# The True Nature of Accelerating Objects, in Code - Part II.

(If you missed part 1 of this discussion, the following won’t make a ton of sense. Read Part 1 here.)

Recap: we’ve used a seemingly valid way to change the position and velocity of a moving particle. However, upon closer inspection, it turned out to not give physically realistic motion.

Here’s a table of data showing successive positions for an object undergoing accelerative motion. The first column has the time (in seconds). The second column calculates the position using standard kinematics. The third column uses the *not quite right* code from the previous post.

t | position (good) | position (bad) |
---|---|---|

0 | 0 | 0 |

1 | 0.5 | 1 |

2 | 2.0 | 3 |

3 | 4.5 | 6 |

4 | 8.0 | 10 |

5 | 12.5 | 15 |

Clearly there is a discrepancy. (The series of numbers in the *bad* column is not worthless though. It generates triangular numbers which have many interesting properties.)

Alright. We’ve got our problem. Now let’s solve it. We need to translate our equation of motion for an object undergoing uniform acceleration into a set of javascript instructions.

\[x(t) = x_0 + v_0t + \frac{1}{2} a t^2 \;\; \Rightarrow \;\; \textrm{CODE}\]We learned in Part 1 that we can’t just plop this equation in and be done - instead, we need to iteratively add changes in velocity to an already moving particle.

Now, the basic strategy we employed in the previous example will be fine, we just need to tweak how we modify the position value.

To understand what we need to do, let’s take a look at the calculus of kinematics.

Velocity is defined as the derivative of position with respect to time:

\[v = \frac{dx}{dt}\]Using the fundamental theorem of calculus, we can say that position is given by the following integral:

\[x = \int v\; dt\](we’re leaving out a constant - it’s ok if we say the motion starts from $x = 0$)

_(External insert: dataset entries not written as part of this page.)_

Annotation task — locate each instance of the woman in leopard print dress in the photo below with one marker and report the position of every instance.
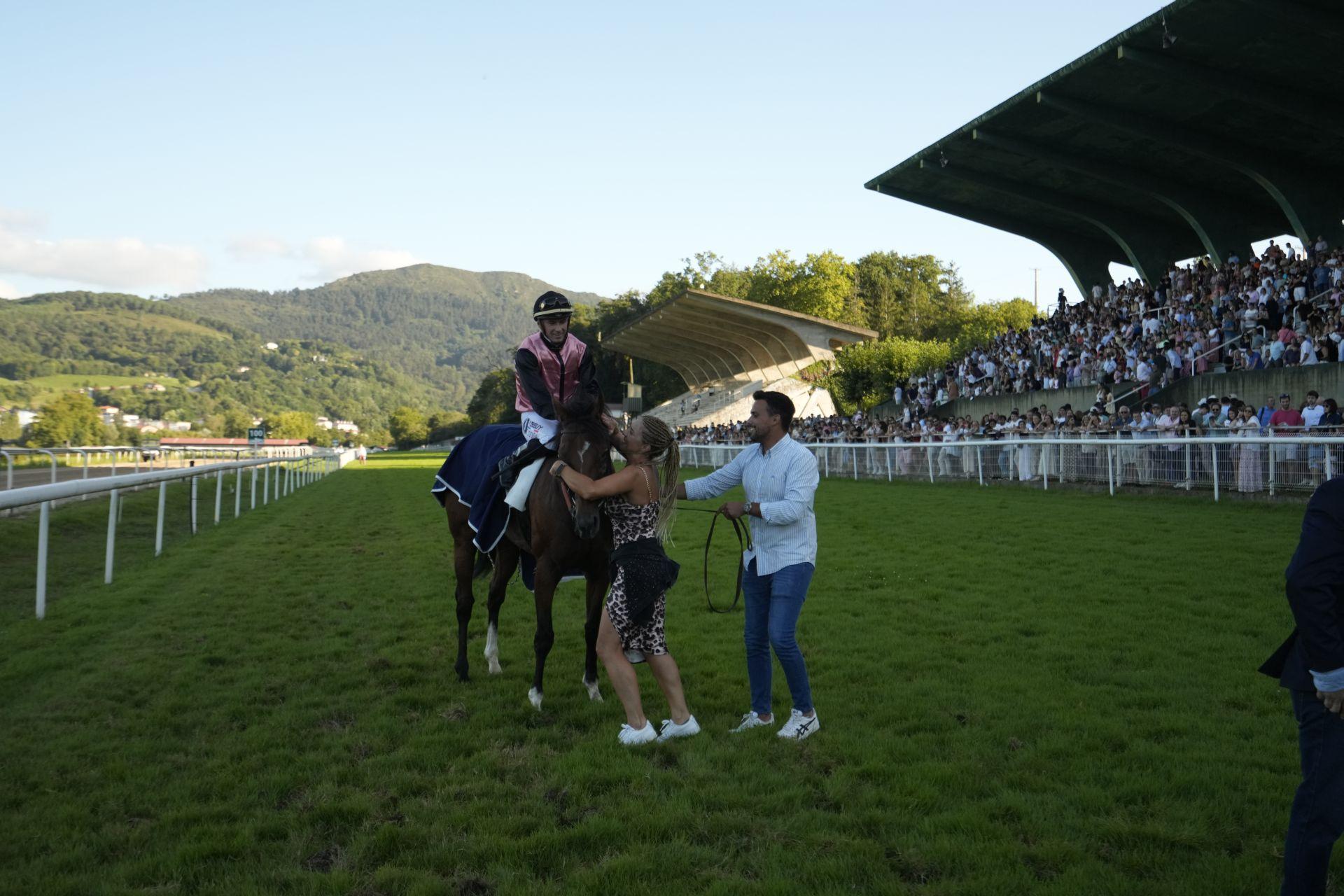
(635, 501)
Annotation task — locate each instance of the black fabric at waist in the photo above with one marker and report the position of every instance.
(648, 574)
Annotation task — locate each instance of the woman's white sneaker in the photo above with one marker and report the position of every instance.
(672, 729)
(634, 736)
(750, 720)
(799, 726)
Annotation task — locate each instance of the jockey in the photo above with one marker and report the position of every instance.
(550, 367)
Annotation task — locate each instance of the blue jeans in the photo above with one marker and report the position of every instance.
(1317, 818)
(772, 605)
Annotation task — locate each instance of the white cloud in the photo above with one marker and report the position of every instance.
(118, 264)
(257, 248)
(335, 258)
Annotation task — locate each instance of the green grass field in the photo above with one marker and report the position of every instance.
(1022, 692)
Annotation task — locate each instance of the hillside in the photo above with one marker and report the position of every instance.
(124, 346)
(440, 326)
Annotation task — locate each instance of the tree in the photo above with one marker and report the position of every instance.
(867, 371)
(822, 285)
(237, 422)
(70, 419)
(445, 425)
(911, 296)
(290, 425)
(980, 324)
(493, 399)
(407, 426)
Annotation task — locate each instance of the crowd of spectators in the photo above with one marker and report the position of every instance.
(1242, 465)
(1278, 309)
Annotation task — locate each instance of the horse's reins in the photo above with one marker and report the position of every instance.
(743, 545)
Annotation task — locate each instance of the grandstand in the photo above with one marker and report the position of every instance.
(727, 348)
(1203, 128)
(1193, 134)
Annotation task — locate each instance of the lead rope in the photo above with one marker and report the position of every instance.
(743, 545)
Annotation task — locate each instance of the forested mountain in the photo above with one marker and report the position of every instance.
(441, 326)
(204, 365)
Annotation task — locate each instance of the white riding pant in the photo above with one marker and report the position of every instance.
(534, 428)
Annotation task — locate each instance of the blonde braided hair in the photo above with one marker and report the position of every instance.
(666, 454)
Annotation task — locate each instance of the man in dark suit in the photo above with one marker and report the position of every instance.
(1310, 665)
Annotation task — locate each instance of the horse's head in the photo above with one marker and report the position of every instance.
(587, 447)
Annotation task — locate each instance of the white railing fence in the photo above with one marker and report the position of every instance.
(109, 456)
(280, 476)
(1250, 465)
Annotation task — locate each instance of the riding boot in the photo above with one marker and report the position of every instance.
(517, 463)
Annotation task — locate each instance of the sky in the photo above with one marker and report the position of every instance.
(162, 148)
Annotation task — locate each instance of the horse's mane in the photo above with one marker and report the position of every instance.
(578, 415)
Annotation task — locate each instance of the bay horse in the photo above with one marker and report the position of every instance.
(564, 532)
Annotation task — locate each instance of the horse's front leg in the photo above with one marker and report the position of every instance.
(464, 561)
(546, 580)
(505, 562)
(597, 583)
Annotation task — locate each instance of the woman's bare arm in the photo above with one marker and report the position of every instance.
(619, 482)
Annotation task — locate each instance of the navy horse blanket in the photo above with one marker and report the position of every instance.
(470, 476)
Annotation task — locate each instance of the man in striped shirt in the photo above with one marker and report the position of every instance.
(780, 479)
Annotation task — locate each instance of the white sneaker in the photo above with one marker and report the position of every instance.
(750, 720)
(672, 729)
(799, 726)
(634, 736)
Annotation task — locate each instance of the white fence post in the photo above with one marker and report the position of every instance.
(43, 535)
(1215, 469)
(159, 527)
(1272, 451)
(112, 536)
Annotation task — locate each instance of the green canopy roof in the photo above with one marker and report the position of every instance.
(1149, 149)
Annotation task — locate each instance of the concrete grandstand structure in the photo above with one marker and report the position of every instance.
(1200, 130)
(727, 348)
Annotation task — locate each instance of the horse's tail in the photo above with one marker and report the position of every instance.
(483, 564)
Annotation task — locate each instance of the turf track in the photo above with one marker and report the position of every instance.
(1022, 692)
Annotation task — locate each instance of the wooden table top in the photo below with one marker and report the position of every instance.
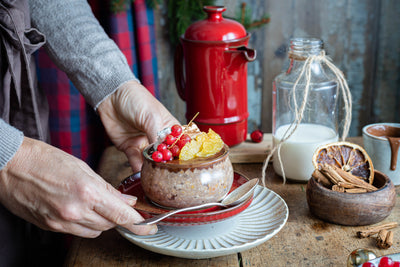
(303, 241)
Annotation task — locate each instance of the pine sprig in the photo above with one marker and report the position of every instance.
(182, 13)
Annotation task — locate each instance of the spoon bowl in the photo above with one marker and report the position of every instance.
(236, 197)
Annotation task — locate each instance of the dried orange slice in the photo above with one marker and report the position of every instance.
(190, 150)
(205, 144)
(347, 156)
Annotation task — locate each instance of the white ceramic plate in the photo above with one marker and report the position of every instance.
(264, 218)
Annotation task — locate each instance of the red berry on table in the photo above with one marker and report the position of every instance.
(157, 156)
(183, 140)
(167, 155)
(175, 150)
(176, 130)
(170, 139)
(161, 147)
(257, 136)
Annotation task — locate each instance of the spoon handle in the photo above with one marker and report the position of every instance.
(162, 216)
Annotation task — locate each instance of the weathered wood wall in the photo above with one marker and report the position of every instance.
(361, 36)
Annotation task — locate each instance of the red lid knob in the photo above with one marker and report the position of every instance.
(215, 27)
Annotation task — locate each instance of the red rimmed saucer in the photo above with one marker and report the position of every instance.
(131, 186)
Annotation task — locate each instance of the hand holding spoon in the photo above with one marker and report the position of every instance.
(237, 196)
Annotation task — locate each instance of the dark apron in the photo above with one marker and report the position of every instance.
(25, 107)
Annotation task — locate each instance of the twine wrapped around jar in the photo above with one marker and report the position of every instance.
(305, 74)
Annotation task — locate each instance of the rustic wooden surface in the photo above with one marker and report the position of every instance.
(303, 241)
(361, 36)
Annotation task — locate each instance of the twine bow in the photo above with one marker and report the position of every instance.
(299, 111)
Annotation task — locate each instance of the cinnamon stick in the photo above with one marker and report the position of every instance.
(374, 230)
(356, 190)
(384, 239)
(331, 174)
(338, 188)
(353, 179)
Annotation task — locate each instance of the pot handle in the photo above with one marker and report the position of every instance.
(249, 53)
(178, 71)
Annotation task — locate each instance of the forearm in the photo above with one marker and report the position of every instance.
(10, 140)
(77, 43)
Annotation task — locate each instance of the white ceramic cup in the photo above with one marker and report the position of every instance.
(378, 149)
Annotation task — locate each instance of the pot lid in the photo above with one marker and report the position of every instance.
(215, 27)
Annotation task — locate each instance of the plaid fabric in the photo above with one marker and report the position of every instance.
(74, 127)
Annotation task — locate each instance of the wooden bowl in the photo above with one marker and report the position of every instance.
(352, 208)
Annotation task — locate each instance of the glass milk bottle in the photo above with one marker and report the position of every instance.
(317, 124)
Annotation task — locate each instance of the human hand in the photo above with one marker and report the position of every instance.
(132, 117)
(59, 192)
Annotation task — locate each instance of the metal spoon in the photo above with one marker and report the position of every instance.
(237, 196)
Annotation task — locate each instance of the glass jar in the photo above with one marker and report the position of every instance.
(317, 124)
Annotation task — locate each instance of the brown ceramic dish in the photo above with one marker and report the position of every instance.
(352, 209)
(179, 184)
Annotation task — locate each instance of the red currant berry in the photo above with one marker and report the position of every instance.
(176, 130)
(175, 150)
(161, 147)
(257, 136)
(385, 262)
(170, 139)
(157, 156)
(183, 140)
(167, 155)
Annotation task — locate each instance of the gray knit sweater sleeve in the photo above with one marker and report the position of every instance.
(77, 43)
(10, 141)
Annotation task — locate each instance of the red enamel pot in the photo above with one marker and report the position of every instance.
(211, 74)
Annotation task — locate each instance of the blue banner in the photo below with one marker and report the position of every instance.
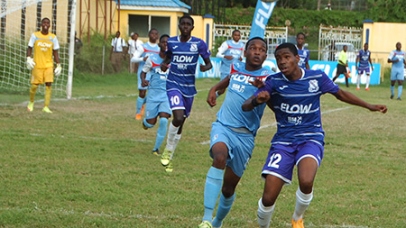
(328, 67)
(263, 12)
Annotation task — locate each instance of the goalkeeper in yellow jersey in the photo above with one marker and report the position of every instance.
(43, 46)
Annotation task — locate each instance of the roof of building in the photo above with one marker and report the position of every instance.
(155, 3)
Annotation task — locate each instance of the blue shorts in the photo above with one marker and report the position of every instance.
(178, 102)
(240, 146)
(397, 74)
(282, 158)
(367, 71)
(152, 109)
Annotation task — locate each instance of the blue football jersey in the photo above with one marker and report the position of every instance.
(184, 60)
(149, 49)
(296, 105)
(238, 91)
(304, 57)
(363, 58)
(157, 80)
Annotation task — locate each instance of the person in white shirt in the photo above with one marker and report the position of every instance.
(117, 53)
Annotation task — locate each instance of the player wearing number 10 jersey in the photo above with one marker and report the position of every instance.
(183, 54)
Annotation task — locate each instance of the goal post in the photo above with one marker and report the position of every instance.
(19, 19)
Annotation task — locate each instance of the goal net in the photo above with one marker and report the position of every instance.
(19, 19)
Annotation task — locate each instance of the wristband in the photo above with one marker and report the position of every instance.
(254, 102)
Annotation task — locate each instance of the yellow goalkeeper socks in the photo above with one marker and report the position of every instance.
(33, 90)
(48, 92)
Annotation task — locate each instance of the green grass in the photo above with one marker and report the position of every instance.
(89, 164)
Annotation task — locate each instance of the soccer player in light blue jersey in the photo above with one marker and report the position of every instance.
(302, 51)
(157, 104)
(294, 96)
(230, 52)
(233, 133)
(397, 58)
(183, 54)
(364, 60)
(140, 56)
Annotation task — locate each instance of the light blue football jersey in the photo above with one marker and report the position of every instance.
(238, 91)
(157, 80)
(364, 58)
(234, 49)
(184, 60)
(296, 105)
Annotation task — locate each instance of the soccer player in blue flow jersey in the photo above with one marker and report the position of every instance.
(230, 52)
(364, 59)
(157, 104)
(397, 58)
(294, 96)
(183, 54)
(140, 56)
(233, 133)
(303, 53)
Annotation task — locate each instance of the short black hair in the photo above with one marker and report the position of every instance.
(163, 36)
(300, 33)
(187, 16)
(292, 48)
(256, 38)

Now, if $v$ doesn’t change in time, then we can remove it from inside the integral and we end up with

\[x = v \int dt = v t\]Easy peasy lemon squeezy. However, when the velocity is changing, then we can’t take it out of the integral. We actually have to *do the integral*. Any integral, if you recall, is just the area under the curve:

In this image, it would just be the area of that triangle, which is of course half the base times the height:

\[\textrm{area of triangle}\; = \frac{1}{2} \times 10 \times 5 = 25\]Now, let’s draw a graph that shows the velocity as a function of time. Time is on the horizontal axis, velocity on the vertical. Essentially, it’s a plot of:

\[v = a t\]where $a$ is the acceleration (or rate of change of the velocity). It’s also the slope of the green line.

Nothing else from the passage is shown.